Long absences in Greece, Canada and exotic Stockport have meant that maintenance and decorating of the house have been neglected for the last two years.  So having taken giant strides towards my very limited preparations for Christmas I got to grips with it and stripped, repaired and painted the stairwell down to the basement room.   It’s very nearly finished and I was beginning to feel quite satisfied and maybe a little smug.  I was getting on top of things.  Stress free a week before Christmas.

But then we had pretty violent gales and heavy rain and I discovered two very unwelcome facts.  The plan was to move on from the stairwell to the decorating of the basement room.  That was when I discovered that there is a leak from the roof over the extension into the corner of the room, so bad that it is dripping down the walls.  On top of that I found that last winter’s hard frosts had loosened the cement haunching around a now redundant chimney and the recent gales had dislodged chunks of it and water is pouring down the chimney into the boiler cupboard every time it rains.  Builders are not interested in either job.  The chimney is very high and exposed.  Using a ladder it would probably be an E4 or E5 in rock-climbing terms, and my limit is E1, most builders’ rather less.   The roof repair is a maintenance not a rebuild job so not worth the hassle for a builder.

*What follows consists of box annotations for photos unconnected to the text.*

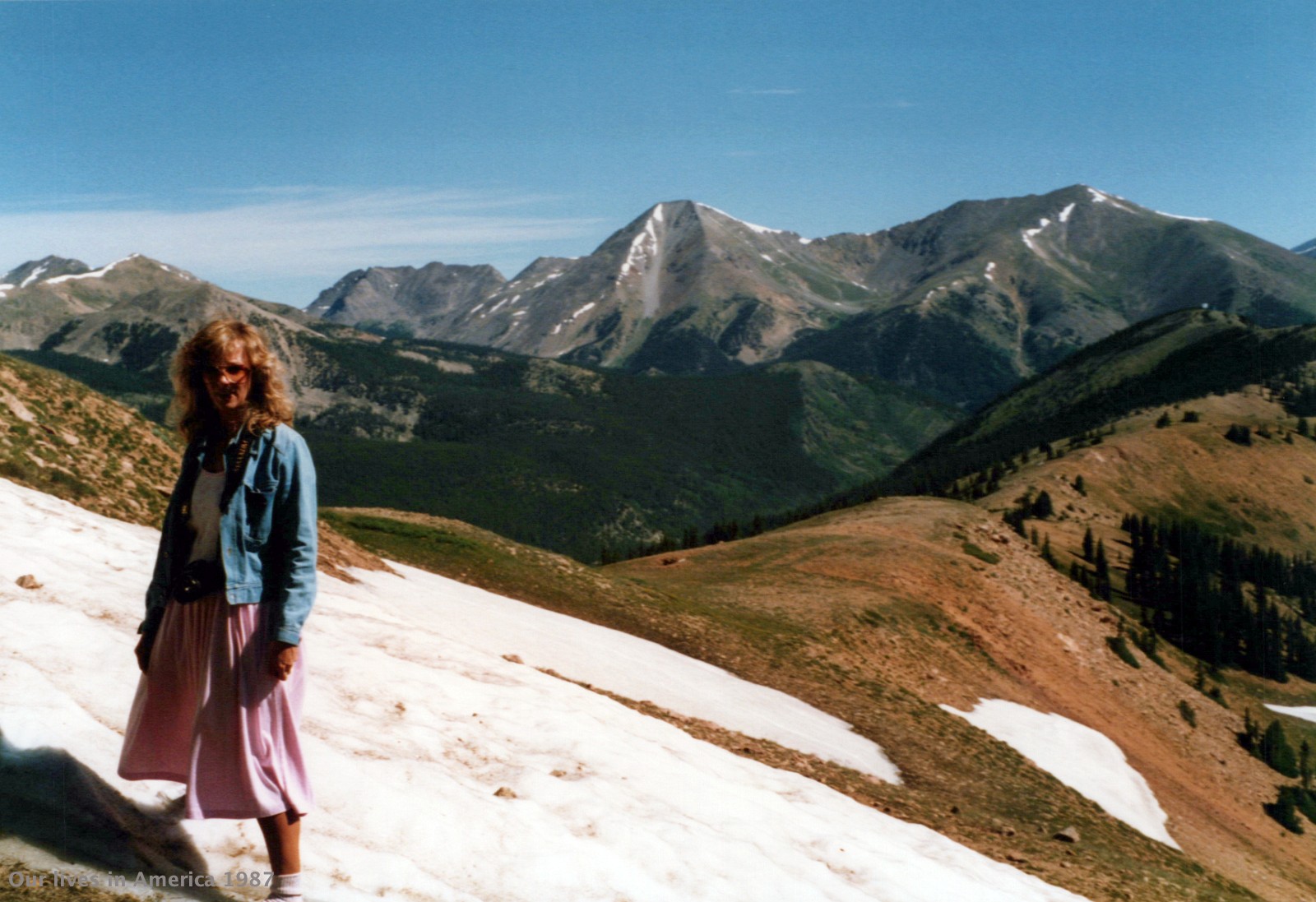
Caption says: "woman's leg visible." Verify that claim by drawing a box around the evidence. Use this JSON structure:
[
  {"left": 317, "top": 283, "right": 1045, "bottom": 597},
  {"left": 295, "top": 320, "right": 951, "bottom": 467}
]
[{"left": 257, "top": 812, "right": 301, "bottom": 874}]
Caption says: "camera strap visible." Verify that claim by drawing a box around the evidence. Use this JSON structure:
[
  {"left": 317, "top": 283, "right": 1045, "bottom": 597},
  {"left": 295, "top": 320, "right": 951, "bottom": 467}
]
[
  {"left": 220, "top": 425, "right": 252, "bottom": 514},
  {"left": 180, "top": 426, "right": 253, "bottom": 522}
]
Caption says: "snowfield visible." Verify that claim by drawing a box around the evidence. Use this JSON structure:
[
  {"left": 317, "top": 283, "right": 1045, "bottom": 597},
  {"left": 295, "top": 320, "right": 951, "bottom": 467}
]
[
  {"left": 941, "top": 698, "right": 1179, "bottom": 848},
  {"left": 0, "top": 480, "right": 1081, "bottom": 902}
]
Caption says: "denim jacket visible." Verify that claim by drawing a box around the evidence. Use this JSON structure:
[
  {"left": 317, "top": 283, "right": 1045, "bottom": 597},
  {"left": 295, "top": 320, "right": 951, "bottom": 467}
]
[{"left": 137, "top": 426, "right": 317, "bottom": 645}]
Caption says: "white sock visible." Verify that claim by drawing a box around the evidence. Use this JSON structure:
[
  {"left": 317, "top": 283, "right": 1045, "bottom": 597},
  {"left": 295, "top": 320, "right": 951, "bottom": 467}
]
[{"left": 266, "top": 872, "right": 301, "bottom": 902}]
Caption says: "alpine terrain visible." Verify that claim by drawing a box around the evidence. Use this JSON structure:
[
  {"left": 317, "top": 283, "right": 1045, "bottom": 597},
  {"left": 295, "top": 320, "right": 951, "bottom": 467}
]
[{"left": 311, "top": 185, "right": 1316, "bottom": 408}]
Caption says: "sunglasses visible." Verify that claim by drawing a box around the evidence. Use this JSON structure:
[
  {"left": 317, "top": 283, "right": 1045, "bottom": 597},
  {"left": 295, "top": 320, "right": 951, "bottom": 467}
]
[{"left": 202, "top": 363, "right": 252, "bottom": 382}]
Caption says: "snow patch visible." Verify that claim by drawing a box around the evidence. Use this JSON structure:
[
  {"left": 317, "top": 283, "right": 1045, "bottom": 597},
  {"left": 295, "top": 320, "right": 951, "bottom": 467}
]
[
  {"left": 1152, "top": 210, "right": 1215, "bottom": 222},
  {"left": 617, "top": 211, "right": 662, "bottom": 279},
  {"left": 1266, "top": 705, "right": 1316, "bottom": 724},
  {"left": 941, "top": 698, "right": 1179, "bottom": 848},
  {"left": 0, "top": 480, "right": 1100, "bottom": 902},
  {"left": 1088, "top": 188, "right": 1137, "bottom": 213},
  {"left": 1022, "top": 218, "right": 1051, "bottom": 255},
  {"left": 696, "top": 204, "right": 784, "bottom": 235},
  {"left": 46, "top": 254, "right": 141, "bottom": 285},
  {"left": 18, "top": 266, "right": 50, "bottom": 288}
]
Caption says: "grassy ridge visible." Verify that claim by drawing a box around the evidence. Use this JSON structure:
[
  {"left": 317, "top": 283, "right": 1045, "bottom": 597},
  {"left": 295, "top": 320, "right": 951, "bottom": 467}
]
[{"left": 15, "top": 329, "right": 956, "bottom": 560}]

What has this got to do with stress?  Well, for a start it’s down to stresses on the fabric of a building in a cold, damp, windy climate.  No building in any climate is free of stresses and strains caused by a combination of age, climate and other natural forces.  That’s one of the reasons I would think twice about owning a second home even if I could afford one – there would be responsibility for two lots of maintenance.

And in this case there is the stress in knowing that the repair work is going to be down to me.  But here’s a strange thing.  Sure, the fact that the house is leaking and further damage being caused is stressful.  But at what point and under what circumstances does stress become challenge?  It’s a long story which I won’t bore you with but yesterday I began to help dismantle the scaffolding erected on next door’s chimney and abandoned when the company went out of business.  Never having dismantled scaffolding before, nevermind a structure 30 foot high, that is a challenge: giant Meccano working from the top down with thick metal poles 10 and 20 foot long.  It’s stressful in the sense that it’s essential to make sure that you don’t fall off or that the structure doesn’t collapse and take out the power cable to the house.  But I put that in the category of ‘challenge’.  Which is what keeps me sane in a generally boring world.  And the really fun bit is going to be when, having finished dismantling it, I get to mantle it again on my side of the fence to try to repair the haunching on my chimney.

So, stress or challenge?  I guess it’s all down to attitude of mind.  I must try to get a more positive attitude towards Christmas.